謙虚さと恥の境
謙虚さについては、議論の的になりがちです。謙虚であることはポジティブだと考える人がいます。社会的に自分を守り、境界線を引くことは必要だというのです。一方で、恥ずかしさや抑圧と関係すると考える人がいます。利点よりも欠点のほうが大きいという考えもあるということです。では、謙虚さと恥の境はどこにあるのでしょうか?
謙虚さは人々の中にもはやなくなってしまい、戻ってきたらよいのにと嘆く人は多くいます。また、謙虚さからの解放は、様々な経験で満たされた人生を進めなくしていた重荷を取り払ったかのようだと感じる人もいます。
謙虚さは人にもたらされた宗教だと考える専門家がいます。これは創世記の聖書に初めて登場しています。アダムとイブは初めて神に背いたときに裸であることに恥を感じました。それから、裸や性にまつわる謙虚さについて書かれた本が多く出されています。
謙虚さと宗教
謙虚さは宗教と結びつけられることが多々あります。性的接触や自分を性的にどう描くかとも直接結びつけられます。キリスト教神学者は無恥をとがめ、信者のほとんどは謙虚さを美徳だとします。イスラム教では、謙虚さは非常に大切にされ、女性の象徴のひとつだとされています。

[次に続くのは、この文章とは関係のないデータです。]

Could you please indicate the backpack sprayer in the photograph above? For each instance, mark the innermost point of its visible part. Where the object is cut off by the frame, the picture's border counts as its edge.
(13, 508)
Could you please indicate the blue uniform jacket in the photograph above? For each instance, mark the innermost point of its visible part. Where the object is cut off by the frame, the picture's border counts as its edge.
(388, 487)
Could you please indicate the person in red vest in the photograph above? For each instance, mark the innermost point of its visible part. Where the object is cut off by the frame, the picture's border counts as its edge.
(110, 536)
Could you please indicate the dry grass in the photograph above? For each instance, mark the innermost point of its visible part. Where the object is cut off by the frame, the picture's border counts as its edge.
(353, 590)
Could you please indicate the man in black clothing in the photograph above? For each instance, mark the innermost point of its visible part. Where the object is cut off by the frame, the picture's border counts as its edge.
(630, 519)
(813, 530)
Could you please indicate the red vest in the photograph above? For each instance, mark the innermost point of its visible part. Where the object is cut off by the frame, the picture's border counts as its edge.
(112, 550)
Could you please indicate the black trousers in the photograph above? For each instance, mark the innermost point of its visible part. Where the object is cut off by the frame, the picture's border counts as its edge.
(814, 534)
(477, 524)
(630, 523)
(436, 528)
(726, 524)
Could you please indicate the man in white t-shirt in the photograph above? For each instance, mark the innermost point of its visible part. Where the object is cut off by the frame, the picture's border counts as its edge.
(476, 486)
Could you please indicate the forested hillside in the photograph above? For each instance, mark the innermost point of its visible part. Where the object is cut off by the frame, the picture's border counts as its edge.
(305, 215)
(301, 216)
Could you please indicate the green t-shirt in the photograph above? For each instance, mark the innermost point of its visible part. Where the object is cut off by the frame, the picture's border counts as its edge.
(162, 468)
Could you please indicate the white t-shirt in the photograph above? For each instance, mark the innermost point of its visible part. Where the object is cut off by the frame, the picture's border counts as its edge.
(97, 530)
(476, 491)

聖書では、父親、母親、兄弟、息子、叔父、義理の娘、義理の家族、義理の兄弟の裸を見ることは非難されます。この教えが、近親相姦を防ぐことが目的であることは明らかです。
15世紀頃、人は性器を「恥ずかしいものだ」とし始めました。さらに、キリスト教会で、節度、思慮、謙遜はすべて謙虚に関わる美徳でポジティブなものであるとされています。
謙虚さと人間性心理学
人間性心理学や複数の哲学者は、謙虚さに関し幅広い視点をもっています。裸に関してのみでなく、一般的な親密性も含まれます。つまり、謙虚であることは、プライベートな親密性に関わるすべてを保護することを意味します。自分の生活の親密性に関わるエリアに、招待していないものを呼び込むことはしません。
同様に、謙虚さは社会的・文化的壁とも関連付けられます。これは教育の結果であり、多くの場合、自分や他者への尊敬と関係します。これらの制限は、人に対し言うことやすることにより簡単に壊されます。
また、プライベートと社会生活の概念の延長でもあります。プライベートに関する側面もあれば、より広い場面に対するものもあります。ひとつのエリアともう一つのエリアを分けておくことは、異なる信頼の度合いを作ることを意味し、健康的でもあります。より自信があれば、謙虚さは低くなり、その反対も言えます。これは個人を守る方法なのです。
謙虚さと恥
これに関する解釈は、精神分析学と人間性心理学はそう離れていません。恥と謙虚さの違いは、はっきりと示されているのです。両者に共通するのは、相手に対する抑圧の感情です。恥においては人はどこかさらされたような、さらけだされたような感覚をもちます。謙虚さにおいては人の親密性が壊されています。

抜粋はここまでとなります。